U.S. Shouldn't Play Nice on Nukes
By Charles Krauthammer
WASHINGTON -- Nuclear doctrine consists of thinking the unthinkable. It involves making threats and promising retaliation that is cruel and destructive beyond imagining. But it has its purpose: to prevent war in the first place.
During the Cold War, we let the Russians know that if they dared use their huge conventional military advantage and invaded Western Europe, they risked massive U.S. nuclear retaliation. Goodbye Moscow.
Was this credible? Would we have done it? Who knows? No one's ever been there. A nuclear posture is just that -- a declaratory policy designed to make the other guy think twice.
Our policies did. The result was called deterrence. For half a century, it held. The Soviets never invaded. We never used nukes. That's why nuclear doctrine is important.
The Obama administration has just issued a new one that "includes significant changes to the U.S. nuclear posture," said Defense Secretary Bob Gates. First among these involves the U.S. response to being attacked with biological or chemical weapons.
Under the old doctrine, supported by every president of both parties for decades, any aggressor ran the risk of a cataclysmic U.S. nuclear response that would leave the attacking nation a cinder and a memory.
Again: Credible? Doable? No one knows. But the threat was very effective.
Under President Obama's new policy, however, if the state that has just attacked us with biological or chemical weapons is "in compliance with the Non-Proliferation Treaty (NPT)," explained Gates, then "the U.S. pledges not to use or threaten to use nuclear weapons against it."
Imagine the scenario: Hundreds of thousands are lying dead in the streets of Boston after a massive anthrax or nerve gas attack.
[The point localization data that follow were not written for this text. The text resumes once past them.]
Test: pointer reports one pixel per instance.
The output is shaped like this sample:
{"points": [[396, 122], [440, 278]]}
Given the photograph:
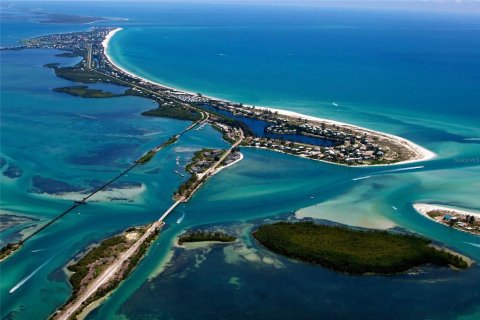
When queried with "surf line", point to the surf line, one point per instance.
{"points": [[22, 282]]}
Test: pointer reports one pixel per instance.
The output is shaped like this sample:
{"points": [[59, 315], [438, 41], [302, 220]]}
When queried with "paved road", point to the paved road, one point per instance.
{"points": [[115, 267]]}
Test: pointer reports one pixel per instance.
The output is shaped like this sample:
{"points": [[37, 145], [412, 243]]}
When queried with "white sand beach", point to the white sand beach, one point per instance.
{"points": [[424, 208], [422, 154]]}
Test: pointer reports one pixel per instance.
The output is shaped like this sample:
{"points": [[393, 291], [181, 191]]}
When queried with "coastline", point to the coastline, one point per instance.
{"points": [[424, 208], [229, 165], [422, 153]]}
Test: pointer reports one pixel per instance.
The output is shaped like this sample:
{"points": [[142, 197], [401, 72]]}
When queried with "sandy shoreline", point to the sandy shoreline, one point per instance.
{"points": [[424, 208], [230, 164], [423, 154]]}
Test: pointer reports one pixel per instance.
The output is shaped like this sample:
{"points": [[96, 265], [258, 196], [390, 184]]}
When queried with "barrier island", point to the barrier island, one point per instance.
{"points": [[354, 251], [111, 261], [272, 129]]}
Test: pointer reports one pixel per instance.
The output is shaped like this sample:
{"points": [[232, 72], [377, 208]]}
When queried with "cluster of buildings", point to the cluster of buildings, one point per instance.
{"points": [[76, 41], [349, 146], [348, 154]]}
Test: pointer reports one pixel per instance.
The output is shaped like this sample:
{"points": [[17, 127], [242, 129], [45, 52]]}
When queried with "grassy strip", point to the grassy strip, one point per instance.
{"points": [[81, 268], [9, 249], [175, 111], [85, 92], [130, 266], [196, 236], [352, 251], [150, 154]]}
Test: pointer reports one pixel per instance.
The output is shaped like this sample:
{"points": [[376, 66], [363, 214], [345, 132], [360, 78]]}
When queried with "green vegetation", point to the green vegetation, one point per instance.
{"points": [[103, 251], [196, 236], [85, 92], [187, 187], [81, 268], [175, 111], [146, 157], [79, 74], [352, 251], [150, 154], [224, 134], [9, 249]]}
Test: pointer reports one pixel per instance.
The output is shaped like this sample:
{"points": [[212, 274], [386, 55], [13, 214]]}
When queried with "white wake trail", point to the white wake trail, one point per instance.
{"points": [[21, 283]]}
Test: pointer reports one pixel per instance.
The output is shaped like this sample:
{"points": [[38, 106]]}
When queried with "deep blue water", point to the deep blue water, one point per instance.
{"points": [[408, 73]]}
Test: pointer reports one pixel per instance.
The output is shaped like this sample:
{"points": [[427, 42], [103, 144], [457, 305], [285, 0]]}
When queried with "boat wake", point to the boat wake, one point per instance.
{"points": [[21, 283], [361, 178], [401, 169], [86, 116]]}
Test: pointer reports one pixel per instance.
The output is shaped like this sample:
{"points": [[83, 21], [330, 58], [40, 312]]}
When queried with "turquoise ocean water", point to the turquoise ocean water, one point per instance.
{"points": [[411, 74]]}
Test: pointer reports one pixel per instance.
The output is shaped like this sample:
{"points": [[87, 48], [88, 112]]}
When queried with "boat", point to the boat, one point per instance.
{"points": [[179, 220]]}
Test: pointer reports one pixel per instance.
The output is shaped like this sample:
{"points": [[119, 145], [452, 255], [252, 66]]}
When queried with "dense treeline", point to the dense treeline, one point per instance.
{"points": [[352, 251], [80, 269], [195, 236], [175, 111]]}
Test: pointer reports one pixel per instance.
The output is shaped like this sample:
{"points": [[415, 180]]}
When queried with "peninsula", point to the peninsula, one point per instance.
{"points": [[354, 251], [458, 219], [273, 129]]}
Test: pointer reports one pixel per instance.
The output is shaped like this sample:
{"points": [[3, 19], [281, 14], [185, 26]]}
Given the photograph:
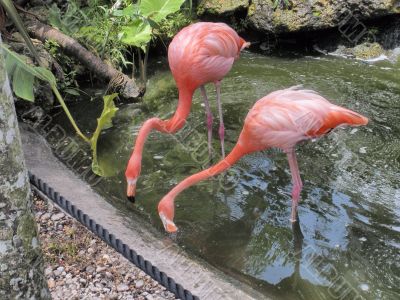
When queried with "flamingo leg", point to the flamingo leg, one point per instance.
{"points": [[209, 118], [221, 130], [297, 184]]}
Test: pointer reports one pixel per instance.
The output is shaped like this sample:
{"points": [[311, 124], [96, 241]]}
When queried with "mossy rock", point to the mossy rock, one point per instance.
{"points": [[220, 7], [368, 50]]}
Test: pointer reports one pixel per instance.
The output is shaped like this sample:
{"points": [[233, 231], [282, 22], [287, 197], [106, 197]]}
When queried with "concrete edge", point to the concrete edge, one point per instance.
{"points": [[193, 273]]}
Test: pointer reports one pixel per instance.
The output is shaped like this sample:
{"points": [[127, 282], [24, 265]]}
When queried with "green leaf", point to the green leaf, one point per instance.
{"points": [[73, 92], [137, 34], [157, 10], [105, 121], [130, 11], [23, 74], [14, 61], [23, 84]]}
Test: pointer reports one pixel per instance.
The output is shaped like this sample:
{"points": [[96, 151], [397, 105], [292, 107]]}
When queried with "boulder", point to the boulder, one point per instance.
{"points": [[283, 16], [221, 7]]}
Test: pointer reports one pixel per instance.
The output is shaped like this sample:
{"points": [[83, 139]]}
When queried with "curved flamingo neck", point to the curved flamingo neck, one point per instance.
{"points": [[237, 152], [177, 121]]}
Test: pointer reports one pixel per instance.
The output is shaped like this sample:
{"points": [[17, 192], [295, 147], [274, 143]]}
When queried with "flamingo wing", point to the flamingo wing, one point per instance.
{"points": [[203, 52], [286, 117]]}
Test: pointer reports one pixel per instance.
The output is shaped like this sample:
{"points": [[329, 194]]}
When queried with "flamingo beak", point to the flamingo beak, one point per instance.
{"points": [[169, 226], [131, 191]]}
The president immediately calls in the lawyers to determine whether the attacking state is in compliance with the NPT. If it turns out that the attacker is up-to-date with its latest IAEA inspections, well, it gets immunity from nuclear retaliation. (Our response is then restricted to bullets, bombs and other conventional munitions.)
However, if the lawyers tell the president that the attacking state is NPT noncompliant, we are free to blow the bastards to nuclear kingdom come.
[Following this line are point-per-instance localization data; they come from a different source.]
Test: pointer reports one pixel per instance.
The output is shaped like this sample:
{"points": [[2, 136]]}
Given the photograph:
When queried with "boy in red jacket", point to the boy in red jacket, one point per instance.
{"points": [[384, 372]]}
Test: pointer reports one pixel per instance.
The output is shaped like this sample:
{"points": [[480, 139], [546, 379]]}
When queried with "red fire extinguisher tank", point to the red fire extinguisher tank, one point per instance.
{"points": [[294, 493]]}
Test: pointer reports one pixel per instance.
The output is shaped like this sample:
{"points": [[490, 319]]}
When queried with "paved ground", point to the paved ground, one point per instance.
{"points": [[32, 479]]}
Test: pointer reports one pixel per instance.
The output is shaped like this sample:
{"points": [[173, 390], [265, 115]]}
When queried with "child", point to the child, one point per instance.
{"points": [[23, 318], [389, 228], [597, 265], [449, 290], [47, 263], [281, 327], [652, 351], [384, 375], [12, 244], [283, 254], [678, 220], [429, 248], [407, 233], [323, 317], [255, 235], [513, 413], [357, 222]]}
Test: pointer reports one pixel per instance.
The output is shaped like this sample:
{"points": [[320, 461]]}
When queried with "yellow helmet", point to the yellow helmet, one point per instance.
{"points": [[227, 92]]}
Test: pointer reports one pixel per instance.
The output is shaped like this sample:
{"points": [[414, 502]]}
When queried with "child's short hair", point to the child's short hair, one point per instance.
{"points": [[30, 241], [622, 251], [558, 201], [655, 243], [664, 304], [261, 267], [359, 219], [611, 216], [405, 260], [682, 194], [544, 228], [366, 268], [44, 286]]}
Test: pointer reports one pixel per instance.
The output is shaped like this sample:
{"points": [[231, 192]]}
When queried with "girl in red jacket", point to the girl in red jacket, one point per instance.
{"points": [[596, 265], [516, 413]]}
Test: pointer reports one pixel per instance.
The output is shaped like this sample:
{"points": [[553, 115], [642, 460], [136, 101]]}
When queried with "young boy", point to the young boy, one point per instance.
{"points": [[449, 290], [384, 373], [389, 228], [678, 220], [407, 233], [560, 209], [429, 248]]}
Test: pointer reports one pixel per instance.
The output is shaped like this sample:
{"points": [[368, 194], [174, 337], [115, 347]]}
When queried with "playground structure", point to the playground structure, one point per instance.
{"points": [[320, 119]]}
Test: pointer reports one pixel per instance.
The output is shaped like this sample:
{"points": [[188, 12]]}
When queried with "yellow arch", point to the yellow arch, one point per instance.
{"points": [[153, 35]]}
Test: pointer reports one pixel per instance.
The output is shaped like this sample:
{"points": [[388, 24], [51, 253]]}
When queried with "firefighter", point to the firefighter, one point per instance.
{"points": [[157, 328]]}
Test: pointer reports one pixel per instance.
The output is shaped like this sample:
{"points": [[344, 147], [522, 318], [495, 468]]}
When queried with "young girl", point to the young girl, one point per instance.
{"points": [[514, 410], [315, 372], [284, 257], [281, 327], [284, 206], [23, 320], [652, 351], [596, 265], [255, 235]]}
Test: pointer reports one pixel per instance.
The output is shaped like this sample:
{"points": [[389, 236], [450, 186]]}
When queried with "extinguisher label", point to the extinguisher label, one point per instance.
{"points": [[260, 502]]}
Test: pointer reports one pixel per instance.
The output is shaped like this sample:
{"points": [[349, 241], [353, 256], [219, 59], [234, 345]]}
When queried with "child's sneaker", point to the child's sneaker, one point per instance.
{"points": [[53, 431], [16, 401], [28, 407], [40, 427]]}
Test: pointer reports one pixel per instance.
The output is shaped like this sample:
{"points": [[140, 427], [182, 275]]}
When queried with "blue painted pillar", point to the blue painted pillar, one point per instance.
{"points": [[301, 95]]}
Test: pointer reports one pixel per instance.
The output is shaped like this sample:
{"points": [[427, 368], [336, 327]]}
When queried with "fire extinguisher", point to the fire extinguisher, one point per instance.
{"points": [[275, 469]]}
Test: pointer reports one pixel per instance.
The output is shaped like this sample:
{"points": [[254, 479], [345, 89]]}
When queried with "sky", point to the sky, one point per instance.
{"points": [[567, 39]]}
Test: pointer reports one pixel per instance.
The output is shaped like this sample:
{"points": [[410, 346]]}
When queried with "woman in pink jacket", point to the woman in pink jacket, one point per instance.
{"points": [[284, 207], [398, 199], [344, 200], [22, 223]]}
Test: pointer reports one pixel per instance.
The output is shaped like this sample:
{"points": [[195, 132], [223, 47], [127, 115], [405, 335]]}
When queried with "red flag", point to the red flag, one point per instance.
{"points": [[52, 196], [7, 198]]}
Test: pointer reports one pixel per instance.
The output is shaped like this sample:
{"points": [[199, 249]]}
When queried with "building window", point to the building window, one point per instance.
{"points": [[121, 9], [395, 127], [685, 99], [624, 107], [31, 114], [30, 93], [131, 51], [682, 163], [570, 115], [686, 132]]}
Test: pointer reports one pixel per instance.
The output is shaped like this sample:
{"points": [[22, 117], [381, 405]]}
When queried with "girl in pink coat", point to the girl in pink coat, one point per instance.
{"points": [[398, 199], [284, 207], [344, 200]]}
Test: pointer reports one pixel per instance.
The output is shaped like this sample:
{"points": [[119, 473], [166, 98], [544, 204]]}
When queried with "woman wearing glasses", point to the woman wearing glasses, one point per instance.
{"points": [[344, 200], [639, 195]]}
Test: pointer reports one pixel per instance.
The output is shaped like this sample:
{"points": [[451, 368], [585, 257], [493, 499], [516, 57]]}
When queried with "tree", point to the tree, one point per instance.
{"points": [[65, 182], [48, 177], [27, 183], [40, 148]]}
This is quite insane. It's like saying that if a terrorist deliberately uses his car to mow down a hundred people waiting at a bus stop, the decision as to whether he gets (a) hanged or (b) 100 hours of community service hinges entirely on whether his car had passed emissions inspections.
Apart from being morally bizarre, the Obama policy is strategically loopy. Does anyone believe that North Korea or Iran will be more persuaded to abjure nuclear weapons because they could then carry out a biological or chemical attack on the U.S. without fear of nuclear retaliation?
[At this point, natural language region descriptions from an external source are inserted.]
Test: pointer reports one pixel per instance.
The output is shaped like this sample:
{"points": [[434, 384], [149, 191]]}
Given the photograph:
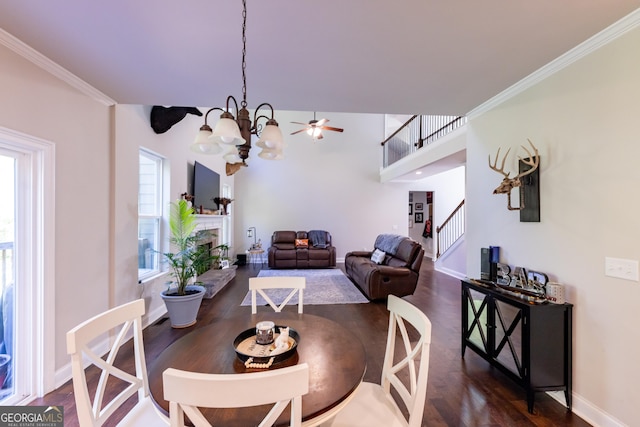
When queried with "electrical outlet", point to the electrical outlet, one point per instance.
{"points": [[621, 268]]}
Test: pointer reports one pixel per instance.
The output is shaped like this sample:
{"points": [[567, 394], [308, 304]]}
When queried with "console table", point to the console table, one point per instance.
{"points": [[529, 342]]}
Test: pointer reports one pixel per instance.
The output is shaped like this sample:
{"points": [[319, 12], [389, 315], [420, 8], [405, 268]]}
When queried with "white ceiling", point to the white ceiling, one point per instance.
{"points": [[356, 56]]}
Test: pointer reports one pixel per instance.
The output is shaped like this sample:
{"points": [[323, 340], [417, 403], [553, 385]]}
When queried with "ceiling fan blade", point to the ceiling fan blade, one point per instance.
{"points": [[332, 128]]}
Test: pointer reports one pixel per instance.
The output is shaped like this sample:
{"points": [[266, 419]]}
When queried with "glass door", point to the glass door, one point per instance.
{"points": [[7, 273]]}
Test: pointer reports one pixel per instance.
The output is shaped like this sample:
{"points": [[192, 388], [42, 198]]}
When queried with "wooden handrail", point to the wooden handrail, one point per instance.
{"points": [[452, 236], [410, 137], [399, 129], [446, 221]]}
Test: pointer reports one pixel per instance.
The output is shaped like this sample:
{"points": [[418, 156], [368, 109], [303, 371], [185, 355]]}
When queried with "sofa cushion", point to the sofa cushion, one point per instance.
{"points": [[284, 237], [378, 256]]}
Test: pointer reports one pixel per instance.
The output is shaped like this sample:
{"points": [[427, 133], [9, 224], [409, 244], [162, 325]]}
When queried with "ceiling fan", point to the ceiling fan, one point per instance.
{"points": [[315, 127]]}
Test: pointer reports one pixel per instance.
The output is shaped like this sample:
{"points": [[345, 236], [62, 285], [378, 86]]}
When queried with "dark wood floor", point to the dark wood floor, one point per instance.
{"points": [[461, 392]]}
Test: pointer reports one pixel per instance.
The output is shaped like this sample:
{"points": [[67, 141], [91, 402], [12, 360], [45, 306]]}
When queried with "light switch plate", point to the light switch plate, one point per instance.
{"points": [[621, 268]]}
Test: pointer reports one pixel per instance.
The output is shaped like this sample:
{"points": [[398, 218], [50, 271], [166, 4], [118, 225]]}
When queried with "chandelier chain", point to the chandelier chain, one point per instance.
{"points": [[244, 54]]}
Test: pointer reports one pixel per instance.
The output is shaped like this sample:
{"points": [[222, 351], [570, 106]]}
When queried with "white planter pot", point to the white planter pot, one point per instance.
{"points": [[183, 309]]}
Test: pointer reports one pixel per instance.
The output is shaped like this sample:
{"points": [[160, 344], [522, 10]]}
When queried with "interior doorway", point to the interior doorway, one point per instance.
{"points": [[421, 220]]}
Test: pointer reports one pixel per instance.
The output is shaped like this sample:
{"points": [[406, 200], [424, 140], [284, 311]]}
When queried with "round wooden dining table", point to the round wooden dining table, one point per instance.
{"points": [[335, 355]]}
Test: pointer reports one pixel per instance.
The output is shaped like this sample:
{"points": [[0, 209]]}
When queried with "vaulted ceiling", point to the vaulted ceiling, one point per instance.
{"points": [[358, 56]]}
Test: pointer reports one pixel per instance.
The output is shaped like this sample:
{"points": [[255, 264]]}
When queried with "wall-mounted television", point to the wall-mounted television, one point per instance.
{"points": [[206, 187]]}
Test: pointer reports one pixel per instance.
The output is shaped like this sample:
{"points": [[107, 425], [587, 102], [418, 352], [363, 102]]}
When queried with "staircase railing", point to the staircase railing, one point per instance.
{"points": [[451, 230], [415, 133]]}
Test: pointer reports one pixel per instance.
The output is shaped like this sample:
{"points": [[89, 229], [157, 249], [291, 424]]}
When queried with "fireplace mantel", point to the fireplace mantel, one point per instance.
{"points": [[220, 223]]}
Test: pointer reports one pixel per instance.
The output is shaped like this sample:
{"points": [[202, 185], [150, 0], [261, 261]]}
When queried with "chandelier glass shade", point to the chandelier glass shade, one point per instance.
{"points": [[237, 131]]}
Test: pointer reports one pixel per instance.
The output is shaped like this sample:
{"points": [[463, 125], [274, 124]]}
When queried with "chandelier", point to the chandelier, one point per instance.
{"points": [[235, 133]]}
The naivete is stunning. Similarly the Obama pledge to forswear development of any new nuclear warheads, indeed, to permit no replacement of aging nuclear components without the authorization of the president himself. This under the theory that our moral example will move other countries to eschew nukes.
On the contrary. The last quarter-century -- the time of greatest superpower nuclear arms reduction -- is precisely when Iran and North Korea went hellbent into the development of nuclear weapons.
It gets worse. The administration's Nuclear Posture Review declares U.S. determination to "continue to reduce the role of nuclear weapons in deterring non-nuclear attacks." The ultimate aim is to get to a blanket doctrine of no first use.
This is deeply worrying to many small nations who for half a century relied on the extended U.S. nuclear umbrella to keep them from being attacked or overrun by far more powerful neighbors. When smaller allies see the United States determined to move inexorably away from that posture -- and for them it's not posture, but existential protection -- what are they to think?
Fend for yourself. Get yourself your own WMDs. Go nuclear if you have to. Do you imagine they are not thinking that in the Persian Gulf?
This administration seems to believe that by restricting retaliatory threats and by downplaying our reliance on nuclear weapons, it is discouraging proliferation.
But the opposite is true. Since World War II, smaller countries have agreed to forgo the acquisition of deterrent forces -- nuclear, biological and chemical -- precisely because they placed their trust in the firmness, power and reliability of the American deterrent.
Seeing America retreat, they will rethink. And some will arm. There is no greater spur to hyper-proliferation than the furling of the American nuclear umbrella.